= Fifield Ranch =

Fifield Ranch is a locale within the Diablo Range in Santa Clara County, California. It lies at an elevation of 1,512 ft, west of the head of Romero Creek and the Santa Clara County line, about a mile north of Hagerman Peak. It is at the source of a tributary canyon and stream to Chimney Gulch, itself a tributary of East Fork Pacheco Creek.

==History ==
Before the ranch existed, in the early 1850s, this location on a rolling plateau of grassland and oak groves was called Estación Romero and was a major station for the gang of Joaquin Murrieta along La Vereda del Monte, that followed what is now the course of County Line Road from San Antonio Valley to where the ranch is located today. This station gathered in horses captured from the San Joaquin Valley opposite Arroyos Quinto, Romero, Alamos and San Luis Gonzaga. Mustangs could be driven up trails from these arroyos to meet the droves moving southward along La Vereda.

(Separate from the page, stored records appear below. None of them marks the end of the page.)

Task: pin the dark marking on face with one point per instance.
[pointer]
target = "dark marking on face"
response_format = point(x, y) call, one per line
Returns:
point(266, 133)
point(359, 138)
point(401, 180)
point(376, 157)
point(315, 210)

Estación Romero was also a major hangout for the gang of Joaquin Murrieta with a spring and pasture land. It was located close by to the north of Pacheco Pass a major trail between the San Joaquin Valley and the coastal counties. At that time the lands along that trail were not settled except for a few scattered ranchos and was ideal for robbing and murdering unwary or poorly armed isolated individuals and small groups of men returning from the goldfields. Also a brush and pole corral for the holding of stolen horses was located nearby in Bull Heads Canyon where they were kept until they could be added into a passing drove on La Vereda at early daylight.

The site got its current name from the settler who built the main part of the house on the site just prior to 1860.